Le projet censé améliorer l’accès aux soins de santé dans les pays émergents, mené par le géant américain du capital-investissement TPG avec le soutien de la Banque mondiale et de la Fondation Gates, a viré au cauchemar financier. Enquête sur une dérive qui transforme les patients en sources de profit.
TPG jouit peut-être d’une excellente réputation ailleurs dans le monde, mais pour Wario Abdul, ces trois lettres symbolisent désormais l’horreur qui lui a coûté sa mère. Fatuma Dida, cette Kenyane de 37 ans, compte parmi les nombreuses victimes du système d’exploitation orchestré par le fonds d’investissement américain.
Cette entreprise qui brasse 250 milliards de dollars d’actifs sous gestion, a en effet perverti l’initiative philanthropique qui justifiait son partenariat avec Evercare, groupe de soins de santé destinée aux marchés émergents.
Lancé en mai 2019, ce projet devait apporter des soins de qualité aux populations délaissées.
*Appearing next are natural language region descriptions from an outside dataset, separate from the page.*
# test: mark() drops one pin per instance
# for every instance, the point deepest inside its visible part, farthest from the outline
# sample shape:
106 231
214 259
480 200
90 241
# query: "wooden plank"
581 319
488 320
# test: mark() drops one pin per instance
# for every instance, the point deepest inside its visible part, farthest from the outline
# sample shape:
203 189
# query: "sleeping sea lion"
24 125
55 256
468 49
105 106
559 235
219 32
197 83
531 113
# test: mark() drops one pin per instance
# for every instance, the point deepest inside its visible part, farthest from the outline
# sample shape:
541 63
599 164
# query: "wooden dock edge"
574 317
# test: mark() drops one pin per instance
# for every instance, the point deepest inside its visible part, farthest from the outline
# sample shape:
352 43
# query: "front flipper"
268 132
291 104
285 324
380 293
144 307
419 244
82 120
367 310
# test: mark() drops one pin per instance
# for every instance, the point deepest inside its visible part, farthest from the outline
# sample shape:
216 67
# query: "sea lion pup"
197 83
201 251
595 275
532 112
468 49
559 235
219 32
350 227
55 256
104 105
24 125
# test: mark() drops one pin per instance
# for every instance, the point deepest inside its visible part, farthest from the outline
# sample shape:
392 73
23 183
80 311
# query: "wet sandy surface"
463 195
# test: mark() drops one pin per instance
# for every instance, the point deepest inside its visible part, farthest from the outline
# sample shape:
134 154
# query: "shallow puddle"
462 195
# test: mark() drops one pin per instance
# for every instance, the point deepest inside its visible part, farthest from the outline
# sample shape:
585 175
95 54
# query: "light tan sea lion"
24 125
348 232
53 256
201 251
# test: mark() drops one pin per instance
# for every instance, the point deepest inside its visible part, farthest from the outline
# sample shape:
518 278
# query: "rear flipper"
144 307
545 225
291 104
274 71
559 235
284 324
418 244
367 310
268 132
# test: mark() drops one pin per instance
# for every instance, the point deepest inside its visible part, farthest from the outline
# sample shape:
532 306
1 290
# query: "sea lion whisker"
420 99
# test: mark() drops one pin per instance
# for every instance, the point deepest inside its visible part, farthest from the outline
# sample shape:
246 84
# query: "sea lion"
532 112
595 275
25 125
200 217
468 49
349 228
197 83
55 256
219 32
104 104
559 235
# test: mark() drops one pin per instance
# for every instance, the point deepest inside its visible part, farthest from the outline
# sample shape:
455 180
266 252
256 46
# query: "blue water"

Il a rapidement viré en une quête effrénée de profit, au mépris de toute éthique médicale, selon une récente enquête de Bloomberg.
Des objectifs financiers au détriment des soins
L’analyse de documents internes et les témoignages d’employés actuels et anciens par le quotidien américain a révélé un système de pression financière constante sur le personnel médical. Les médecins se sont ainsi vu imposer des objectifs de revenus stricts.
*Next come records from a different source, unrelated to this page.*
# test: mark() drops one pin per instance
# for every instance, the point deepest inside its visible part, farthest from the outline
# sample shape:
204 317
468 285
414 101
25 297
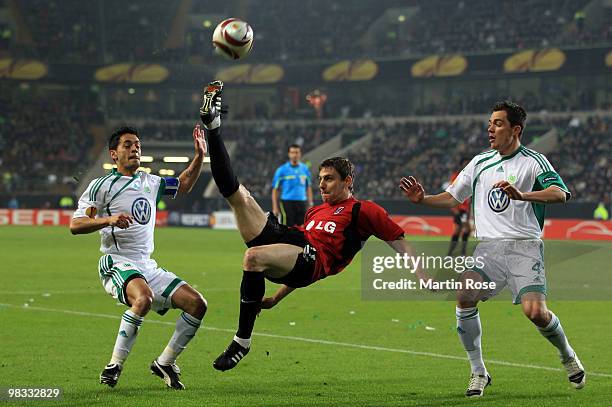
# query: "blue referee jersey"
292 180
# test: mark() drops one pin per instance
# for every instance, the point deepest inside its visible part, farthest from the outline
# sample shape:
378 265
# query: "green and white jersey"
133 195
497 216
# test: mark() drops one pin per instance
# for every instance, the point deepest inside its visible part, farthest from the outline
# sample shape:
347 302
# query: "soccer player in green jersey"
509 186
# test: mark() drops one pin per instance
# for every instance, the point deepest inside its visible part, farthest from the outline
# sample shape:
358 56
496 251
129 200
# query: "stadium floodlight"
176 159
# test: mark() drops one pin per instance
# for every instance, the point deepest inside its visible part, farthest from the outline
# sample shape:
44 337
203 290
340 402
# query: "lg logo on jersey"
329 227
498 200
141 211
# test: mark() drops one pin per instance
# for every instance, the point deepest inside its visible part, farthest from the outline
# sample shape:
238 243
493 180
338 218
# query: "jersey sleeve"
91 202
461 187
546 176
277 178
374 220
168 186
307 173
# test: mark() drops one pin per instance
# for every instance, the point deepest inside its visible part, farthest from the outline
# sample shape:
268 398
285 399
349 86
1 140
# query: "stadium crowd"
76 31
44 140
L’exemple de Fatuma Dida illustre tragiquement cette dérive. Arrivée en avril 2024 à l’hôpital Avenue Parklands de Nairobi pour soigner une tuberculose, cette habitante du quartier défavorisé de Deep Sea sombre rapidement dans le coma.
Malgré l’arrêt des soins demandé par sa famille, l’hôpital a continué d’accumuler les facturations abusives, dont 500 dollars pour 82 masques respiratoires en une seule journée, des tests inutiles, puis durant ses dernières 48 heures d’inconscience, dix injections cardiaques, sept contrôles de glycémie et quatre séances de kinésithérapie.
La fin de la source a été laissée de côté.